Хозяйственные заботы, тяжким грузом легшие на отвыкшие от него плечи матери, почти не касались Адьки. Ему вменялось в обязанность лишь мыть посуду в тазике, задавать днем корм корове, хряку и курам, качать ручным насосом воду из озера и быть на подхвате по мелочам. Мать же долго убивалась колкой дров: кругляши-то лесник им на своей лошади доставил, столковались, а вот колоть никто нипочем не брался: немногое могли предложить в качестве платы две бедные женщины, едва хватало их семье кое-как прокормиться. Да и морозы вдруг ударили небывалые – такие, что старики боялись, не померзли бы намертво все яблони и сливы… Немцы окопались в райцентре в теплой казарме, организованной в школе – носу на улицу не казали, и Адька по ночам иногда приподнимался в темноте и прислушивался: не послышится ли где-то вдалеке неясный пока гром? Ведь это означало бы, что привычная к морозам Красная Армия идет, идет на запад, чтобы взять врасплох напуганных знаменитой русской зимой фашистов, прогнать их со Псковщины, с берегов Морок-озера, со всей Советской земли… И тогда он, Адька, поедет с мамой в Ленинград к отцу… А отец… Он ничего не спросит, просто посмотрит испытующе и сурово – но Адька не опустит глаз: ведь он уже взрослый, побывавший почти что на войне… А потом скажет тихо, но твердо: «Отец, я решил сменить имя». Но в звенящей от холода ночи слышался иногда только пугающе близкий волчий вой, и тогда с кровати за занавеской шумно вставала баба Зина и, сунув ноги в валенки и накинув тулуп, бесстрашно выходила с огнем на мороз, беспокоясь, не подкопали бы звери хлев или птичник…
Весна не принесла с собой никаких новых напоминаний о войне, кроме ставшего уже привычным рева черных самолетов, да нескольких дальних выстрелов и автоматных очередей – то испуганные немцы палили в темноту, опасаясь выхода разбуженного русского медведя.

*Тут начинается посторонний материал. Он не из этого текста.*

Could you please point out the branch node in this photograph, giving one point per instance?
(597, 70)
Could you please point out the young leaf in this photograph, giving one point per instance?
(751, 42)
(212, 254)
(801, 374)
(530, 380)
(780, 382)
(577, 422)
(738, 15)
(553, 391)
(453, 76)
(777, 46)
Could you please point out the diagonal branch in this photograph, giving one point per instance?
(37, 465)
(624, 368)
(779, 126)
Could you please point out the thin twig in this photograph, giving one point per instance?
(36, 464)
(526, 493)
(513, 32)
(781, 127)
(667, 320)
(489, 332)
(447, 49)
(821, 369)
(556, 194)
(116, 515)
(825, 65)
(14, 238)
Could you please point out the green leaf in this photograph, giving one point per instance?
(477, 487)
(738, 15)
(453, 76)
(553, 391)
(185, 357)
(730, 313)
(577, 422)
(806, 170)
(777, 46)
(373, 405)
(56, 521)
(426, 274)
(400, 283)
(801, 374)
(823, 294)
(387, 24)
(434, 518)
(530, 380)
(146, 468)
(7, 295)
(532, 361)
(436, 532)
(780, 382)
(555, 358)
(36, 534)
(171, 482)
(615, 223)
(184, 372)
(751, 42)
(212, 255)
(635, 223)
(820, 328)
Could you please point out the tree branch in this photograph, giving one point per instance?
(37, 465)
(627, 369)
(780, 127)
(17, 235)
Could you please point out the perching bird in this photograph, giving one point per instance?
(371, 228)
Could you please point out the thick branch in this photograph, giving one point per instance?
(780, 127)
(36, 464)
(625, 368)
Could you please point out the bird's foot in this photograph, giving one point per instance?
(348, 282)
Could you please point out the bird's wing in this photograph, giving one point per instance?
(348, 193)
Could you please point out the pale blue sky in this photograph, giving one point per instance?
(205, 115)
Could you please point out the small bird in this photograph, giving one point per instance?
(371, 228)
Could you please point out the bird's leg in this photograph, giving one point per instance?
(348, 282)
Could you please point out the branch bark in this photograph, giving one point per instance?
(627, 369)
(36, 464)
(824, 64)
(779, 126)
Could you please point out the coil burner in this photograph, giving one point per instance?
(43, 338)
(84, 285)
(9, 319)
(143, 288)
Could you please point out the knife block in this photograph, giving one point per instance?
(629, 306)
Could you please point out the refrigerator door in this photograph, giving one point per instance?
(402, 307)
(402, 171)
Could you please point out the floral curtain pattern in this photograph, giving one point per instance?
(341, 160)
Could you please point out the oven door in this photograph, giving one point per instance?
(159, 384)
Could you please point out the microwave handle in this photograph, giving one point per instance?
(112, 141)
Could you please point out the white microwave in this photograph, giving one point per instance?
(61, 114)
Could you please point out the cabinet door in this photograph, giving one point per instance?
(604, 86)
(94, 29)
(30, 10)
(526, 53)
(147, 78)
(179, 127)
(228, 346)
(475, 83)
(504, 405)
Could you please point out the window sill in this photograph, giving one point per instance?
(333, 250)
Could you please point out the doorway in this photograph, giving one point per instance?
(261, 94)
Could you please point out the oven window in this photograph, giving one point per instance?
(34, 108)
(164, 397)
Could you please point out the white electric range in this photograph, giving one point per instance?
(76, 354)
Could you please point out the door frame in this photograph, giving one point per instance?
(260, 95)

К ограниченным зимним заботам прибавились труды на огороде – теперь даже Адька знал, насколько важно добиться к осени хорошего урожая, ибо за зиму дошел до понимания самых различных сложных вещей: например, он впервые постиг недоступную прежде истину, что каждый положенный в рот кусок полит чьим-то потом, и что раньше, зная только, что еда берется у мамы из сумки, был по, по сути, презренным дармоедом.
Но больше всего любил все-таки Адька поздней весною ходить с осмелевшей матерью по многочисленным лескам и рощицам в поисках сморчков – смешных вытянутых растений, напоминающих небольшие деревца с коричневой кроной. Они в изобилии водились кругом и часто становились главным блюдом за обедом – особенно после того, как подъели прошлогоднюю картошку, изо всех сил стараясь сберечь посадочную.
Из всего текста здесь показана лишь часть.